Kids with ODD can learn to recognize when they’re feeling overwhelmed and getting ready to challenge or defy. Giving them a safe space to calm down and rethink their choices can be beneficial. “Put out books, coloring, LEGO bricks, etc., in a place where they can go on their own when they feel like they need a break,” says Tobey G. “Often immediately after activities with a lot of stimulation, these kids need a safe space to calm down. Let them decide if and when they need to excuse themselves.”

Offer positive reinforcement and appropriate rewards.

Kids with ODD often respond to positive behavior reinforcement. It’s helpful to offer them a chance to earn certain privileges, rather than taking those privileges away as punishment. For instance, give them the ability to earn screen time when they promptly do as they’re asked, instead of threatening to take away screens when they defy.

When using a reward system, make sure that it is appropriate and isn’t perceived as manipulation.
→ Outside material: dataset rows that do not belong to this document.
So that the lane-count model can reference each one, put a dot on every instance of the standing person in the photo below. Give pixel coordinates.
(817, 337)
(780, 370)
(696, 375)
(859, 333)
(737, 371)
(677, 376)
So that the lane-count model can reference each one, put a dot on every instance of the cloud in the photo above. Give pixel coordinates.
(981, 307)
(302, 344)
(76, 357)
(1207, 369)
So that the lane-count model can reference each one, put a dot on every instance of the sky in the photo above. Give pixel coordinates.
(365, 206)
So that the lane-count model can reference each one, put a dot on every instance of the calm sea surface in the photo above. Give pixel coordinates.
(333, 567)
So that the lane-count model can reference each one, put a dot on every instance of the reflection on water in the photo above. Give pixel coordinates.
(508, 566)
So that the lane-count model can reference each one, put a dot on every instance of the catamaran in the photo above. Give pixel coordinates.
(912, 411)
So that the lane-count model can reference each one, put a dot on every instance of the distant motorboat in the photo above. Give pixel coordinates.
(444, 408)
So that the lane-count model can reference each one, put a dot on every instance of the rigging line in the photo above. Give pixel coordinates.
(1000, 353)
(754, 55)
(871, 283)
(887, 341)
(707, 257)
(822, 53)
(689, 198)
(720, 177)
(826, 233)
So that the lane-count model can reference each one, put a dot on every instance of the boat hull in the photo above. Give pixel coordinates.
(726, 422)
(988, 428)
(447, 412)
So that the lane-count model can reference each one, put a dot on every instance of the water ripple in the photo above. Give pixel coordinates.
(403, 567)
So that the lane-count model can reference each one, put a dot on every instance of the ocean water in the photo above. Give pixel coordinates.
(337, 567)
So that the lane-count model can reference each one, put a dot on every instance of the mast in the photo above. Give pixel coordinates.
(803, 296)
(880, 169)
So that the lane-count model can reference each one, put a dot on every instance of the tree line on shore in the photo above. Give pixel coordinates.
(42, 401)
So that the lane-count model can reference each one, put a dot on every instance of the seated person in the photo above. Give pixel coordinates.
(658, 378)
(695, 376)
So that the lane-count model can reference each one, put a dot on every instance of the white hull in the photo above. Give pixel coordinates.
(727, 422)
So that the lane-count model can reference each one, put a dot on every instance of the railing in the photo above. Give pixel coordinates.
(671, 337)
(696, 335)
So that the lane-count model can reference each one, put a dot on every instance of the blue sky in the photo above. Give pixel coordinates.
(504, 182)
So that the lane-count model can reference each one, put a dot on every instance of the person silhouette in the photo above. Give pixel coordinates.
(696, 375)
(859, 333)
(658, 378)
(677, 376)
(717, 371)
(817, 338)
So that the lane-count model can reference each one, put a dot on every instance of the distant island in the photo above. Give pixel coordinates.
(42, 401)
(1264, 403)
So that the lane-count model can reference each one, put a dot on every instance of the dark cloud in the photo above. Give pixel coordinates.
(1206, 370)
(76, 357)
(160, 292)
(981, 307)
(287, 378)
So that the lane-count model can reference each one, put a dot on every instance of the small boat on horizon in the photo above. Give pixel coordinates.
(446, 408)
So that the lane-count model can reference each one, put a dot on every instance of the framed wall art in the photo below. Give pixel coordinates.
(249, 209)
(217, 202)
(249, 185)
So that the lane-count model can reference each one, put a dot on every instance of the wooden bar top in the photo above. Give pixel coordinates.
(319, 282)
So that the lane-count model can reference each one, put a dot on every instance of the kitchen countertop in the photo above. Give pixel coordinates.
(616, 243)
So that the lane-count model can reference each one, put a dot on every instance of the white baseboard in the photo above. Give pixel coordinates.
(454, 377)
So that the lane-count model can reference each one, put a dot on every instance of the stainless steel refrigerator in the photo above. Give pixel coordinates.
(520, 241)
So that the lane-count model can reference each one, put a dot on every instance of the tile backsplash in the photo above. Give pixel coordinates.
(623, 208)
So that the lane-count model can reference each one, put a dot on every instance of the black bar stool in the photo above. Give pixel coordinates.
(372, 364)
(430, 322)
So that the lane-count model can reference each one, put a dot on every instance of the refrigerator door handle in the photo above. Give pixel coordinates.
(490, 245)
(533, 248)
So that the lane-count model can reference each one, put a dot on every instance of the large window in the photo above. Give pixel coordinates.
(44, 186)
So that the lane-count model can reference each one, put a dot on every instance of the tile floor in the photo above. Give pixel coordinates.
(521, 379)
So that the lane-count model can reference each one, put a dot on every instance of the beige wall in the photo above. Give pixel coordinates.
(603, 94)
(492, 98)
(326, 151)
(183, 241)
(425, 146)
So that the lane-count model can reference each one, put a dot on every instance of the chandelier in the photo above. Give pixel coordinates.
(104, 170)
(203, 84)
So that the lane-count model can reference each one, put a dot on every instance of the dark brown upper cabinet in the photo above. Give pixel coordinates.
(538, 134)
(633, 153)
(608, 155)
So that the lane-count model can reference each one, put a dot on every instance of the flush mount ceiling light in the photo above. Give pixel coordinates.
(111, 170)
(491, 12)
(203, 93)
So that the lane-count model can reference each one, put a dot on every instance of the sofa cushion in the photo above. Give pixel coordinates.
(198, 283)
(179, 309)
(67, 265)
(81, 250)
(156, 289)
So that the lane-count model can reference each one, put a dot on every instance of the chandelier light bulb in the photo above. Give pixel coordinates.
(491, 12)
Leslie L. uses a behavior tracking system and a reward system where students that can turn in for an incentive (iPad time, lunch with a teacher, etc.). “I also build breaks right into their schedule,” adds Leslie. “And I try to be as patient and understanding as I possibly can.”

Teacher Erica M. also uses a point system checklist with options A & B. If they do each one, they earn “points” for an incentive, which often is iPad time during the last 15 minutes of class. “Find an interest and use that to your advantage!” Erica says.

Make personal connections.

Often kids with ODD are looking for a relationship with a teacher who can help them deal with problems on their own instead of making them stand out in a negative way. Building a connection with them will help get to the root of the behavior.

“Almost all of my students have ODD, and I have a great relationship with most of them,” says Kendra J. “Find out what they are interested in and have conversations on their level during breaks.” Allow them to set goals and decide together what the consequences will be if they don’t meet the goal.

Carol H. says, “Find something at the student’s interest level. I once had a middle school girl that hated all of her teachers and was out of control. She would curse at adults and peers, scratch, bite, and refuse to complete work. I found out she played soccer for a travel team. So did my son. A few weeks into the school year, she had a game adjacent to my son’s, and I was able to watch her play. It changed everything. She is a freshman in college now, and we still keep in touch.”